# Transaxle oil, oil level, and filter



## pkrdug (May 14, 2018)

I have an older model #917.273200 with a 163198 transaxle. I believe I blew a spline shaft. Took the transaxle off, and apart. Hard to tell for sure, but it appears as though one of the spline shafts wore off. I found, and bought, a used 163198 transaxle, and want to replace the filter and change the oil before installing. Unfortunately, my book for it is "up north". Can someone tell me what oil this uses? Also the filter doesn't have any ID. I also need that number so I can cross ref it with a NAPA number. Lastly, there is a plug not quite halfway up the housing. Is this the plug to fill to, or????????? Thks


----------



## wjjones (May 28, 2010)

20w50 motor oil. I used synthetic in mine but that was just a preference conventional oil is ok to.


----------



## wjjones (May 28, 2010)

Sorry I'm not familiar with that particular rear end filter, or drain. If you have the model# you might try to peek at searspartsdirect to see if they show a diagram for the trans/ hydro. Mr. Bob might have some better info too.


----------



## pkrdug (May 14, 2018)

wjjones said:


> Sorry I'm not familiar with that particular rear end filter, or drain. If you have the model# you might try to peek at searspartsdirect to see if they show a diagram for the trans/ hydro. Mr. Bob might have some better info too.
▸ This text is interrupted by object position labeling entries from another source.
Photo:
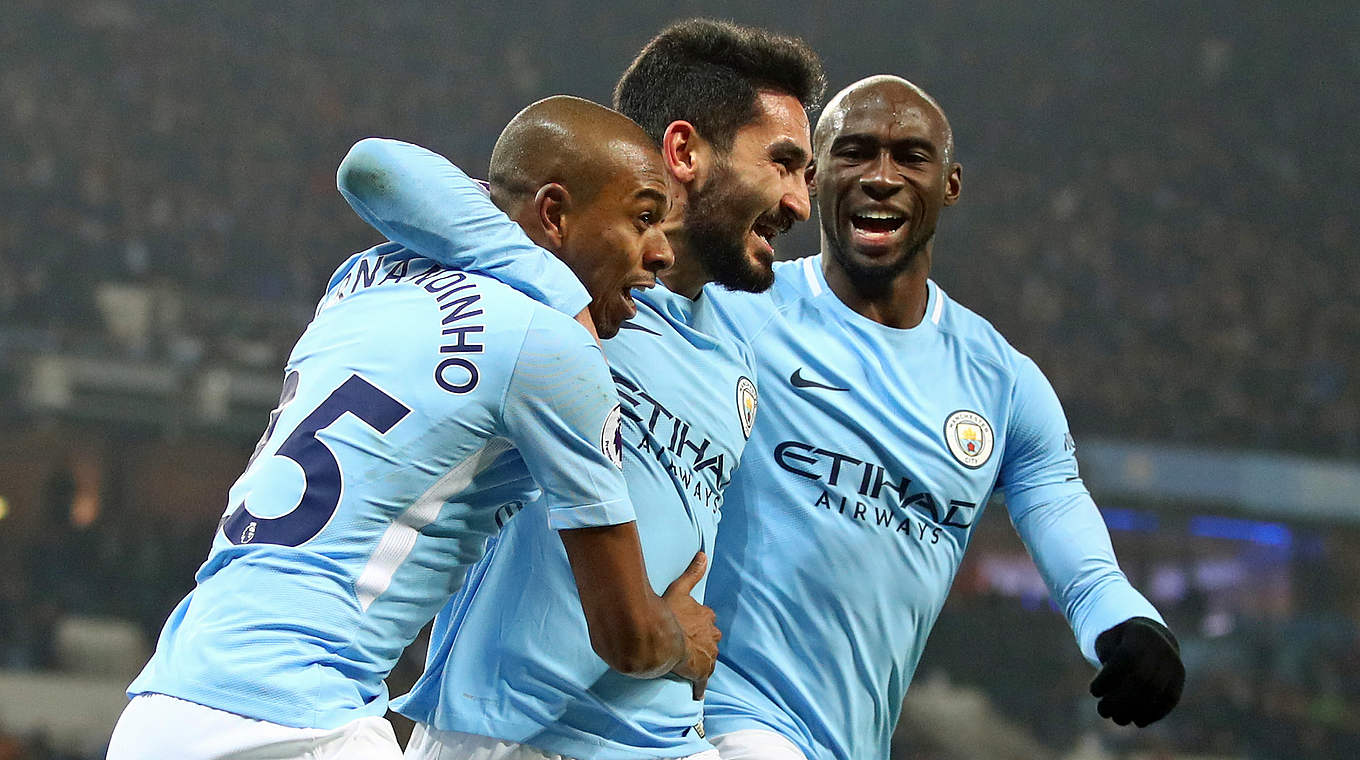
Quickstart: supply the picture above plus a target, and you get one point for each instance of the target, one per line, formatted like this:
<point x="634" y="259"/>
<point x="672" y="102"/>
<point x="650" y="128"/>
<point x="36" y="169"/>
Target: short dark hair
<point x="710" y="72"/>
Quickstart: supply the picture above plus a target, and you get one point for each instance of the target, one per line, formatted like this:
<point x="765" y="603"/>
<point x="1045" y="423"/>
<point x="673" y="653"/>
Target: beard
<point x="716" y="233"/>
<point x="873" y="278"/>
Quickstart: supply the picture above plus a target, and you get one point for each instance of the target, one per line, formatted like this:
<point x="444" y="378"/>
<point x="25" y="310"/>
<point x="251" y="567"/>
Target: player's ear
<point x="551" y="204"/>
<point x="954" y="184"/>
<point x="677" y="151"/>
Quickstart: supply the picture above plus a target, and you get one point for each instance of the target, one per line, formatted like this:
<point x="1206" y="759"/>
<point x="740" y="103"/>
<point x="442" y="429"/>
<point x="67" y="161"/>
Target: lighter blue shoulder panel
<point x="419" y="199"/>
<point x="563" y="415"/>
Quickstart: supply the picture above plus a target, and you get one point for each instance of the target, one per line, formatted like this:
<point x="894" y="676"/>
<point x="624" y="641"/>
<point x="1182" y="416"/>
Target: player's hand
<point x="697" y="620"/>
<point x="1141" y="673"/>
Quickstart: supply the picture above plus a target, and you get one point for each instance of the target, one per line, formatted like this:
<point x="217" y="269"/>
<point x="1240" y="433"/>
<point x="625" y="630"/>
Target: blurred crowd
<point x="1265" y="679"/>
<point x="1156" y="208"/>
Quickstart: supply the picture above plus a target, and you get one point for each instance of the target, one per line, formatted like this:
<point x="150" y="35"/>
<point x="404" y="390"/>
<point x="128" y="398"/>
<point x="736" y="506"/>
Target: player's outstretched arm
<point x="631" y="628"/>
<point x="420" y="200"/>
<point x="1118" y="630"/>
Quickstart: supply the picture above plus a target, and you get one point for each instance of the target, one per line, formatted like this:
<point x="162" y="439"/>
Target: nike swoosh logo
<point x="799" y="381"/>
<point x="639" y="328"/>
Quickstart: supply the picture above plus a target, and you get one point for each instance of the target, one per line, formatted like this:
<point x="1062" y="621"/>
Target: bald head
<point x="565" y="140"/>
<point x="883" y="89"/>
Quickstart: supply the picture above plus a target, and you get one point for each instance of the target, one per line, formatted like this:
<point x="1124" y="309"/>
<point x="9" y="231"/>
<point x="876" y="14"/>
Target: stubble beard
<point x="718" y="239"/>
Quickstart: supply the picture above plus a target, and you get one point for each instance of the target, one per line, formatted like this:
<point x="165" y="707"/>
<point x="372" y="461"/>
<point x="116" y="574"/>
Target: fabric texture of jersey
<point x="510" y="658"/>
<point x="407" y="193"/>
<point x="872" y="460"/>
<point x="416" y="407"/>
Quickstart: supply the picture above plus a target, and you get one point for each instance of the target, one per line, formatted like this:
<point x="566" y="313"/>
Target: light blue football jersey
<point x="872" y="460"/>
<point x="512" y="658"/>
<point x="419" y="409"/>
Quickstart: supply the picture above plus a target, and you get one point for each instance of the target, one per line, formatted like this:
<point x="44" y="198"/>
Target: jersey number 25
<point x="320" y="468"/>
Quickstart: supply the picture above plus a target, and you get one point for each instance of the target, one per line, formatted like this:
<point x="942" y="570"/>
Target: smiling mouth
<point x="877" y="222"/>
<point x="766" y="233"/>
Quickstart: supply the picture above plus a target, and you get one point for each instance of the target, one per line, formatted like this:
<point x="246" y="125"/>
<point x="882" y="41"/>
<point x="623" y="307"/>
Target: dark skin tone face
<point x="615" y="242"/>
<point x="883" y="173"/>
<point x="586" y="184"/>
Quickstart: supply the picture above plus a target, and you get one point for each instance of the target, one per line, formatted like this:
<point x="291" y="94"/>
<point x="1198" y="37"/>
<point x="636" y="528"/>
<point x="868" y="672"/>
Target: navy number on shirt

That was the Sears part number. It is a Hydro-Gear 222-3010L transaxle.


----------



## Bob Driver (Nov 1, 2017)

You are correct in that there are "oil ports" on both sides of that transaxle. If I recall correctly, on the right side of the trans, it has a flat screwdriver slot. 

Hydro gear says --- 10w40 motor oil, or 15w50 synthetic 

Wix filter #57253
Napa filter # 7253

3/4-16 thread --- 22 micron --- full flow
*GASKET *
OD 72mm ID 62mm 5mm thick


----------